Capacity mechanisms, which are supposedly intended to ensure supply in case extra power is needed, have been wide-spread across the European Union and have become the largest single source of subsidies to power plants, adding almost €58 billion to energy bills of EU citizens. Coal power plants receive the vast majority of these massive public subsidies, despite their unprofitability and their harmful impacts on our climate, environment and health.

Avoid inefficient spending

In Bulgaria, consumers have spent €96 million since 2013 on capacity mechanisms. However, during the winter of 2017, the coal power stations that were being subsidised to provide electricity in emergency failed because the water needed to cool the plants was frozen. This came dangerously close to causing blackouts not only in Bulgaria, but across Southeast Europe.

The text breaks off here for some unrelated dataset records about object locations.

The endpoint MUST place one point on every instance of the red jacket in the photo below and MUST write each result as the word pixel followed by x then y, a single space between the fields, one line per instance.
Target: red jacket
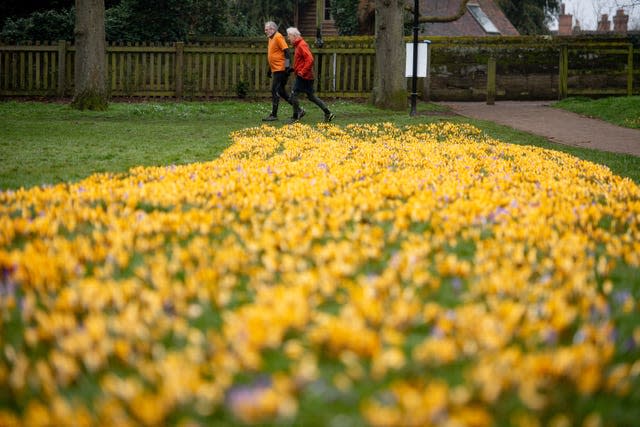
pixel 303 60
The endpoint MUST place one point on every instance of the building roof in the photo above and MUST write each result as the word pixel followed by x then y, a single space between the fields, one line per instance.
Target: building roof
pixel 468 24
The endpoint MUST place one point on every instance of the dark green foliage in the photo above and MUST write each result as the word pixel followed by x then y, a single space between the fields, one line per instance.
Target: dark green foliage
pixel 247 17
pixel 345 14
pixel 154 21
pixel 46 25
pixel 530 17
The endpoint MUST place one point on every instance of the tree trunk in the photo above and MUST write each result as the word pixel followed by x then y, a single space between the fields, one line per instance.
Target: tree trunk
pixel 390 85
pixel 90 79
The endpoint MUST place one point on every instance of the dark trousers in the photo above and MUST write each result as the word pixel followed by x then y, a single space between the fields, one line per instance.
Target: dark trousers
pixel 278 83
pixel 305 86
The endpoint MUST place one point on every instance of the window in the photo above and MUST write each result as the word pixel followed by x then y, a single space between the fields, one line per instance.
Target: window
pixel 482 19
pixel 327 10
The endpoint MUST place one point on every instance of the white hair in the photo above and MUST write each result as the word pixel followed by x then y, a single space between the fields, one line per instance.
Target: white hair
pixel 293 31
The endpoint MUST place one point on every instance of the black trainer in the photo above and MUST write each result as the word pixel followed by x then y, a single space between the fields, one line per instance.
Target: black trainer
pixel 298 117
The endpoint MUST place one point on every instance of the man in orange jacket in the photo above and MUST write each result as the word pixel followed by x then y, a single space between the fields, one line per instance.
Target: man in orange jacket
pixel 303 69
pixel 279 68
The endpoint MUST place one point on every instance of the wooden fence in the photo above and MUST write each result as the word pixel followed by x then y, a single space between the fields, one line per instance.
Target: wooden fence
pixel 460 68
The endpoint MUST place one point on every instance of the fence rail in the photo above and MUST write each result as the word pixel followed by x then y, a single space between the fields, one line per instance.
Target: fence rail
pixel 459 68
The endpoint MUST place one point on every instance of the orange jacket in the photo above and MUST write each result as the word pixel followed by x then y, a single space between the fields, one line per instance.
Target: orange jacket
pixel 276 52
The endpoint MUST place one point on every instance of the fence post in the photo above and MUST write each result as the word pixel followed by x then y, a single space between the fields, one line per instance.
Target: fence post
pixel 630 71
pixel 62 72
pixel 491 81
pixel 563 79
pixel 179 68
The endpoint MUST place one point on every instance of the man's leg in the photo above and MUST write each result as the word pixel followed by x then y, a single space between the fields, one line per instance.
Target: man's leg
pixel 281 90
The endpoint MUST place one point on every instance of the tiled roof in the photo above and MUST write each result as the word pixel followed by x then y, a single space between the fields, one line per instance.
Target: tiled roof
pixel 467 25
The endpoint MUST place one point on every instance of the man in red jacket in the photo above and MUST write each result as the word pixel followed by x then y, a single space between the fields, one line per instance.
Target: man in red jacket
pixel 278 56
pixel 303 69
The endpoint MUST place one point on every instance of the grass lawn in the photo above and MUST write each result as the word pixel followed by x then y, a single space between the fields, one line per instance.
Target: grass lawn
pixel 621 110
pixel 48 143
pixel 182 264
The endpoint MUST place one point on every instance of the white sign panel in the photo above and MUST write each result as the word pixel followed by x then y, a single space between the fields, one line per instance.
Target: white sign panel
pixel 422 60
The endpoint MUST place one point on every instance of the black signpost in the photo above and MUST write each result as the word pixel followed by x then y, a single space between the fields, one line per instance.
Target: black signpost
pixel 414 79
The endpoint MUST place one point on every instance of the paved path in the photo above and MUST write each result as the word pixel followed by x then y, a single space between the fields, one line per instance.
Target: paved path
pixel 557 125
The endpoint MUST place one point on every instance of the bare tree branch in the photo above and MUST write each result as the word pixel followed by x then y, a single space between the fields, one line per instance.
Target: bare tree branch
pixel 462 9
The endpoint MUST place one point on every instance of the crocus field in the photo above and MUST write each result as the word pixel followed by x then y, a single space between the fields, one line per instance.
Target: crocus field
pixel 330 276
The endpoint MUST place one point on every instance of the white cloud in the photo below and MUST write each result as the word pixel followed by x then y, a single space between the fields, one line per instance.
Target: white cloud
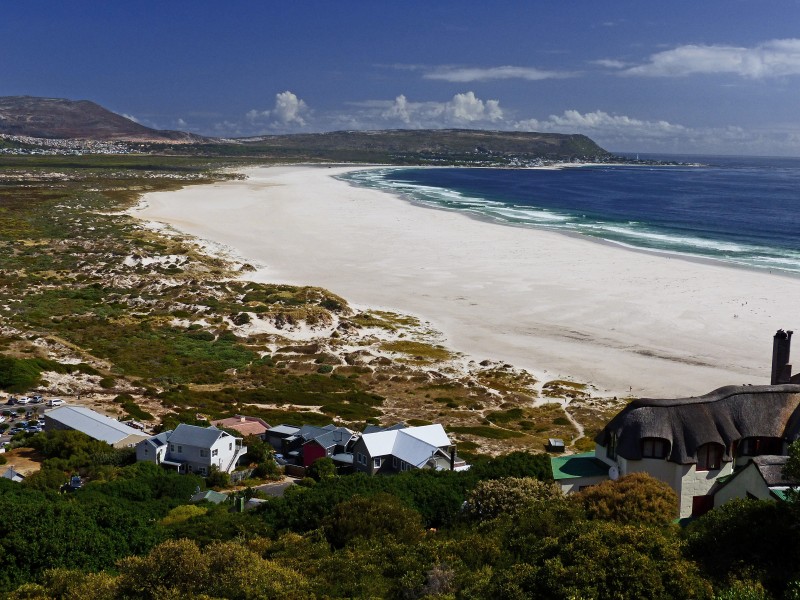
pixel 467 108
pixel 398 110
pixel 461 109
pixel 774 58
pixel 469 74
pixel 610 63
pixel 289 110
pixel 572 121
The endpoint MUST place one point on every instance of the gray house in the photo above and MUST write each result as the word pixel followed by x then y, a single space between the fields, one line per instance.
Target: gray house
pixel 93 424
pixel 192 449
pixel 395 450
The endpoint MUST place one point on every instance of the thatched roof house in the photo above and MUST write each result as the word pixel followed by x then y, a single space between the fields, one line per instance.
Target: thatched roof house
pixel 725 416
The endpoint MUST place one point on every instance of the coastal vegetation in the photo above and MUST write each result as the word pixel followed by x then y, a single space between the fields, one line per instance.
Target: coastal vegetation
pixel 148 322
pixel 501 529
pixel 99 307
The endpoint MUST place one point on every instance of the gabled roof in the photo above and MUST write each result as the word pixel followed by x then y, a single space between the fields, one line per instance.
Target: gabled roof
pixel 310 432
pixel 244 425
pixel 413 445
pixel 93 424
pixel 723 416
pixel 192 435
pixel 377 428
pixel 339 436
pixel 284 430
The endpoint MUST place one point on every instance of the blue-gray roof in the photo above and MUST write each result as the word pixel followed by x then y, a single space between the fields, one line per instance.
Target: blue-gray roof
pixel 93 424
pixel 192 435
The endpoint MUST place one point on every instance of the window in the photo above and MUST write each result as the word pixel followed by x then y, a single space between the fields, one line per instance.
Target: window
pixel 757 446
pixel 611 449
pixel 654 448
pixel 709 457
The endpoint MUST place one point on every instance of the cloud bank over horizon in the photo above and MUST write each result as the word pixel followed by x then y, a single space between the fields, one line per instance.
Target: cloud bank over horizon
pixel 773 58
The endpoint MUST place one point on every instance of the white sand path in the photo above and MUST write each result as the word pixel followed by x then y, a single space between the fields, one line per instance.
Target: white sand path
pixel 557 305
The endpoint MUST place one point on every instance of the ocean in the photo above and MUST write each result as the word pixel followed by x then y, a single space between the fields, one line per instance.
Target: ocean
pixel 739 210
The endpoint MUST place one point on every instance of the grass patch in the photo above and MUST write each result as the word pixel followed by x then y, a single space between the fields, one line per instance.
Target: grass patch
pixel 420 351
pixel 485 431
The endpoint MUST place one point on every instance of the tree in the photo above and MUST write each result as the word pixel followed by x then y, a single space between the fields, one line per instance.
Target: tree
pixel 597 559
pixel 372 517
pixel 635 498
pixel 757 538
pixel 492 498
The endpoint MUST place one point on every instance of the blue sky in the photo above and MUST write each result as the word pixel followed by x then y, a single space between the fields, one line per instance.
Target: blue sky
pixel 683 76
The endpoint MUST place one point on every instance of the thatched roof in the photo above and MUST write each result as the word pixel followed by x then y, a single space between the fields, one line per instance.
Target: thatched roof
pixel 725 415
pixel 771 469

In Poland, capacity mechanism support is designed to maintain the status quo in the country’s coal-based energy system. It is estimated that up to the year 2030 it would cost Polish taxpayers the staggering amount of even up to €14 billion. The vast majority of this sum will be used for life-extensions of existing coal plants but also for new coal.

The most stunning example in Poland is the plan to grant a 15-year long contract to subsidise the construction of a new one gigawatt hard coal plant called Ostroleka C. This comes despite the demonstrated unprofitability of the investment which is projected to cause €1.7 billion losses, despite the protest of environmental groups and despite the legal action launched against the project by the workers of one of the utilities building the power plant, who are concerned about negative impacts on their company and jobs.

EU can recover its climate leadership

Avoiding the most dangerous impacts of climate change is still possible, but only through an unprecedented shift towards a zero carbon economy. This begins with phasing out coal power plants. Nevertheless, as long as capacity mechanisms continue to subsidise coal plants it remains hard to imagine a real energy transformation. That’s why it is now high time that in the ongoing negotiations on the new European electricity market the EU corrects its faulty rules and ensures that the biggest polluters are precluded from receiving public money.

Such a positive step would contribute to elevating the EU’s climate leadership during the upcoming COP in Katowice. Should the bloc fail to agree on the obvious – to end coal subsidies – it will seriously undermine its climate credibility on the international scene.